How to generate random geo-coordinates within a given radius (opens in new tab)

(jordinl.com)

94 pointsjordinl7y ago52 comments

52 comments

tzs7y ago

> On a previous project we needed to show markers on a map to indicate there was a property, but for privacy reasons we wanted to show the marker on the map close to the property but not at the exact location of the property. So we needed to generate random points within a fixed distance of the original point location

This raises a couple of interesting questions.

1. How do you stop someone from finding the actual property location by querying that map a bunch of times and averaging the positions returned?

2. Are there any negative consequences for the people whose property a displaced marker ends up on? For example, if someone is using the map lookup to find the home of a rival gang officer in order to do a drive by attack, and I happen to live down the street, I really don't want that marker showing up on my house.

Rather than a displaced marker, maybe divide the map into rectangular or hexagonal regions, and just highlight the region containing the property.

johnjreiser7y ago

> 1. How do you stop someone from finding the actual property location by querying that map a bunch of times and averaging the positions returned?

Back when YikYak was a thing, I was scraping the data for university campus through their API and found that their location data was randomized upon access. This meant that popular posts (they survived for longer) would end up producing pretty accurate location data.

In one case, I confirmed this by walking into the computer lab in the building where the Geography courses were located and asked "who was asking for lab help on YikYak?" and one student sheepishly raised his hand. I helped him and then also gave him a lesson on real world applications of the central limit theorem.

agwa7y ago

> 2. Are there any negative consequences for the people whose property a displaced marker ends up on?

That's definitely plausible: https://splinternews.com/how-an-internet-mapping-glitch-turn...

sjwright7y ago

To answer (1), if you seed the randomiser with a known static value—e.g. the co-ordinates, or a database record ID—then repeat queries will return the same mangled result.
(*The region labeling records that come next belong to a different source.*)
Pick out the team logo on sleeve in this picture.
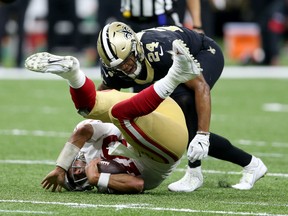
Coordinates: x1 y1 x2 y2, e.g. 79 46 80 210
207 46 216 55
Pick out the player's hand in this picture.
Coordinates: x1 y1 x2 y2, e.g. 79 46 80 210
85 158 101 185
187 134 210 163
41 167 65 192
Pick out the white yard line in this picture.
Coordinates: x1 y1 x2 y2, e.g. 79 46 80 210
0 66 288 80
0 200 288 216
0 160 288 178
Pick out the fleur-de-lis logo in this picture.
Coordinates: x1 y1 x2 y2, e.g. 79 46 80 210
207 46 216 55
118 26 133 39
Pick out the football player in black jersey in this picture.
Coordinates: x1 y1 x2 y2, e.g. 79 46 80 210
97 22 267 192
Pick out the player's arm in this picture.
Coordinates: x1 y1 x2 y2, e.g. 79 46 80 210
86 158 144 193
186 0 203 33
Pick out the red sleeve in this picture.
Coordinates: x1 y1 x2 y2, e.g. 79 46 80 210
112 85 163 119
70 77 96 111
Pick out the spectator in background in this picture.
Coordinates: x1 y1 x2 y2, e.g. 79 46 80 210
259 0 288 65
121 0 202 32
0 0 30 67
121 0 203 92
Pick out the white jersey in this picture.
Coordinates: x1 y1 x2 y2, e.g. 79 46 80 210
75 119 178 190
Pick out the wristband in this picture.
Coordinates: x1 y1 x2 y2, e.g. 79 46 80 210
193 26 203 30
56 142 80 171
196 131 210 136
97 173 111 189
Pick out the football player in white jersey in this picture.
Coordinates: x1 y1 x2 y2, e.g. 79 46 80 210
25 40 201 193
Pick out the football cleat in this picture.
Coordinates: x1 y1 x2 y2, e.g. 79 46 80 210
168 166 203 192
232 156 267 190
168 40 202 83
25 52 80 75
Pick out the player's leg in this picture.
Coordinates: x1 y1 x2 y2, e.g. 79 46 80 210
25 52 96 112
107 40 201 163
110 86 188 163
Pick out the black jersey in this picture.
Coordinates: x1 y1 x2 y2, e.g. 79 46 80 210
101 26 222 89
Or an even simpler, more trivial solution would be to store mangled values next to the true values. Then all of your APIs and services can pick the appropriate value for the circumstance.

To make it more obvious that the data is imprecise, I would also ensure that the mangled geo co-ordinates returned with a minimum number of decimal places. Three decimal places gives you a precision of 50–100 meters, depending on latitude. Four gives you 5-10 meters, which is the most you'd ever need for an approximate house location.

The concern that comes to my mind is the size of the randomisation and whether they factor in the size of surrounding properties. The level of imprecision required in a dense city will have little to no effect on farmland properties. I would dynamically adjust the random amplitude so that the circle of confusion covered a minimum number of properties. At minimum you'd find a database that listed median property sizes for a given postal code/zip code.

jordinlOP7y ago

We used a slightly modified version of the code in the article. Instead of using random numbers we used pseudo-random numbers so the positions didn't change across requests.

agwa7y ago

Is the pseudo-random number generator cryptographically secure?

1 more reply

femto1137y ago

On 2. the consequences can be real, as in the article linked below where people keep accusing a couple of stealing their phones. I believe in that case their house was located at the centroid of a zipcode and whatever tool was used to map it simply put a pin at the centroid. This suggests that just lowering accuracy is not sufficient to protect innocent parties if that lowered accuracy isn't reflected in the visualization, and an approach like highlighting a region is probably a better way to go than giving a precise but inaccurate location.

https://www.washingtonpost.com/news/the-switch/wp/2016/01/26...

ademarre7y ago

https://gizmodo.com/how-cartographers-for-the-u-s-military-i...

https://splinternews.com/how-an-internet-mapping-glitch-turn...

In those cases there were negative consequences because low-precision markers were not displaced.

curiousgal7y ago

Amusingly, this is the first time that I've seen the Law of Large Numbers being treated as a negative thing.

usrusr7y ago

Any random distribution will be leaky when it is centered around the real location and multiple samples can be taken. Quantization to a desired lack of precision is the answer, nobody will be able to tell a point that happens to be rounded to itself from one that happens to be rounded from close to a neighboring cell.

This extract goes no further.